Yesterday I went to the Indian version of a supermarket. Every time I go I buy about 10 bags full of stuff. Some poor kid grabs all 10 bags and goes out into the street and finds my car. It is not an easy street to navigate because it is always packed with traffic and there are no sidewalks. I usually give this brave soul Rs. 100, or $2.50. Lately I have noticed that when my shopping cart is almost full, the grocery baggers start jockeying for position to get me into their lane. I really didn't think it was a big deal. But once again I was approached by the manager. This one was neither so nervous, nor so polite. "You must stop giving the boys money!" No explanation, just the order. Perhaps this was all his English would allow, but I doubt it. Either way, when we made it to the car I didn't tip the young man who had carried out all of the groceries.

Today, however, I am wondering if I did the right thing. It is my natural inclination to follow the rules, but if $2.50 is enough to make a measurable difference in the week of these boys, should I stop giving it to them just to avoid inconveniencing the managers? I honestly don't know. So I am asking you, what do you think?

9 comments:

Rachel said...

Of course, I don't have to deal with the irate managers so my answer is simple. I say continue. I don't know how it works in India, but in Mexico the boys that bag the groceries do not actually get paid. They are allowed to work there and they even have uniforms but they work purely for tips. They have no salary. If it is the same instance in India then I say tip the poor hardworking little guys! As I said before---I don't have to deal with the grumpy store managers. Ultimately it depends upon your own comfort level.
By the way, I'm enjoying your blog immensely.

Toni said...

I think I would consult Uday. Maybe it causes problems you don't see. But I agree that the boys are working hard (especially the grocery boys), their life is hard, and I know I would love to tip them to help make their life a little easier.

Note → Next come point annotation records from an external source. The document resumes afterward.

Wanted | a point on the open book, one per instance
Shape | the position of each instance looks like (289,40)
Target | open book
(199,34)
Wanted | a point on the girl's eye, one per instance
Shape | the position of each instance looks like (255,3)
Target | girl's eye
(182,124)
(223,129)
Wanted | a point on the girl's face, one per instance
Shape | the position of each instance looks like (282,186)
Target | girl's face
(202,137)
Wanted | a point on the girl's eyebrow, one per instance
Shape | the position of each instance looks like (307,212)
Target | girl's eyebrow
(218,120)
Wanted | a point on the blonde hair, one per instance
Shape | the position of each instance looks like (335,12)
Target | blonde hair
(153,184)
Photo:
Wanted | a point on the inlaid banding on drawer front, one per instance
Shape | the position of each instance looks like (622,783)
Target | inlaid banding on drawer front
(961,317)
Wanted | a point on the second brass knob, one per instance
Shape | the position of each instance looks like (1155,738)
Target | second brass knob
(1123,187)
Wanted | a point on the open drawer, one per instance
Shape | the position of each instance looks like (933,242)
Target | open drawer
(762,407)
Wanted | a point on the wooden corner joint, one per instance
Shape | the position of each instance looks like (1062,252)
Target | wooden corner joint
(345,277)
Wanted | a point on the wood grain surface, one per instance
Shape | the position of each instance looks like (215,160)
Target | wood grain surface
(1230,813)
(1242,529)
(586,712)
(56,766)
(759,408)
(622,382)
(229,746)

I say, definitely consult with someone in the know that you trust.

Someone Who Stopped By said...

Can I leave a comment if I don't have a google account? Why yes! I can!

Aunt Carol said...

I agree with Toni, talk to Uday. If I see a newpaper article "McDonald's delivery boys fight to feed americans". I will know you started tipping again.

We are off to Hawaii, next year maybe India. Aloha

shauna said...

My natural inclination would be to continue, but Toni might be right--it may cause unforeseen problems. It can be difficult getting used to another culture. I had the opposite problem working at the Polynesian Culture Center (PCC) in Hawaii. I would take this Japanese tourgroups that would all want to tip us at the end of the tour (sometimes $1/each). For a poor struggling college student this was a welcome gesture. However, the PCC didn't want us to accept tips. It was extremely hard to turn the tips down because it would offend the tourists who couldn't quite understand why we wouldn't take their money. (And, quite frankly, many of the tourguides couldn't quite understand either...) Good luck!

bombaygirl said...

I remember when we used to live in India (way too long ago!), we would always give a tip to anyone who helped us carry bags, luggage, etc. Even now, when I go back for a visit, I always tip. But its usuallya only about Rs.5 or Rs.10 It is just a few pennies per american stds, but it is acceptable to the guys helping us. If they want more, they will usually hem and haw, and shuffle their feet, and grimace a little, then I will give them a little more.
If I were you, I would continue tipping, just not as much as you have been!

Mrs. Smith said...

Thanks Bombaygirl! I wrote this post a while ago, but I still feel guilty whether I tip or not. BTW welcome to my blog, I think this is the first comment of yours I have seen. How long ago did you live here? Were you born here?

bombaygirl said...

I found this site a couple days ago through a link on comment on Chris's "Notes from the Trenches." I stayed and read your entire blog...it made me a little homesick. It was interesting reading an "Indian" blog from an outsider's point of view. I was born in Bombay, but my family emmigrated when I was 14. I still have relatives there so I visit every now and then.

Paul said...

Who knows, they could be using the money to smoke pot! You should have asked the manager why he told you not to tip the kids.